At that point, you may run out of spiritual energy. Or, if you’re a little more used to praying, you might want to keep on praying over this verse – perhaps because you could bring to mind specific spiritual blessings that you want to thank God for. But it doesn’t matter either way. It’s not a competition. The point is that you’re praying, and you’re using God’s Word to help you. That’s great!
But whenever it is that you feel you’ve prayed through all of Ephesians 1:3, it’s then time to walk for a little bit. So now we read verse 4: ‘For he chose us in him before the creation of the world to be holy and blameless in his sight.’
Now that’s a verse that will get us running (praying) again! Perhaps try it now. Turn verse 4 into a prayer. You could thank God for choosing you. You could ask him for help in believing these truths and for help in living a holy life. If you’ve doubted these truths, or lived as if you’ve doubted them, you could ask forgiveness and for God’s help to put that right. You could pray for friends who are struggling or doubting these truths. You could think of Christians in other parts of the world who would be helped by bringing these truths to mind. You could pray for friends who are not yet Christians that they would come to believe these truths.

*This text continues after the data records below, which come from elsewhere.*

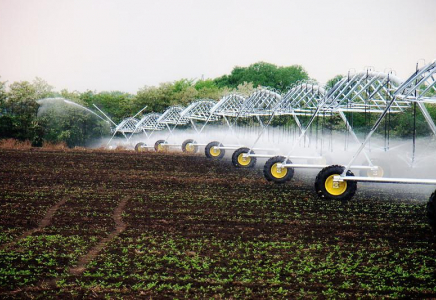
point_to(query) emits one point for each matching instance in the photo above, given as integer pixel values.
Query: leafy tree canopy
(263, 74)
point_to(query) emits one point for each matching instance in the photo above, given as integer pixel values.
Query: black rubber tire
(189, 141)
(209, 147)
(156, 145)
(377, 162)
(322, 177)
(431, 211)
(239, 152)
(138, 146)
(270, 163)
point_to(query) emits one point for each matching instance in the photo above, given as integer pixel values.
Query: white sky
(124, 45)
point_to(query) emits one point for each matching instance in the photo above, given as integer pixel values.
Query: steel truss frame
(419, 88)
(127, 125)
(259, 103)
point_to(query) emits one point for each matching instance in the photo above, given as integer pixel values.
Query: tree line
(24, 116)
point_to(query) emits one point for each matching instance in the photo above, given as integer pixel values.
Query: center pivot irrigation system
(372, 94)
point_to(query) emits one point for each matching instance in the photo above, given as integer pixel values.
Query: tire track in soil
(120, 226)
(46, 221)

And when you run out of things to pray about from verse 4, you can catch your spiritual breath by reading verse 5, and then praying over that verse. At the end of the paragraph, you might want to draw your prayers to an end. Or you may feel encouraged to keep going! It’s up to you. But end by thanking God for his help, and asking him to help you again tomorrow.
Couch to 5k does work. And I guarantee that if you do the praying equivalent, you’ll find – perhaps to your great surprise – that praying gets easier and easier. It will never become effortless, just as running is always hard work. But the more you pray, the more your spirit will grow, the more persistent you will become, and the more your prayers will flow. Soon, you too could find yourself moving from being a prayer wimp to becoming a prayer warrior.
If you’d like to know more about using the Bible to help you to pray, Donald S. Whitney’s Praying the Bible is a wonderfully practical (and short!) guide.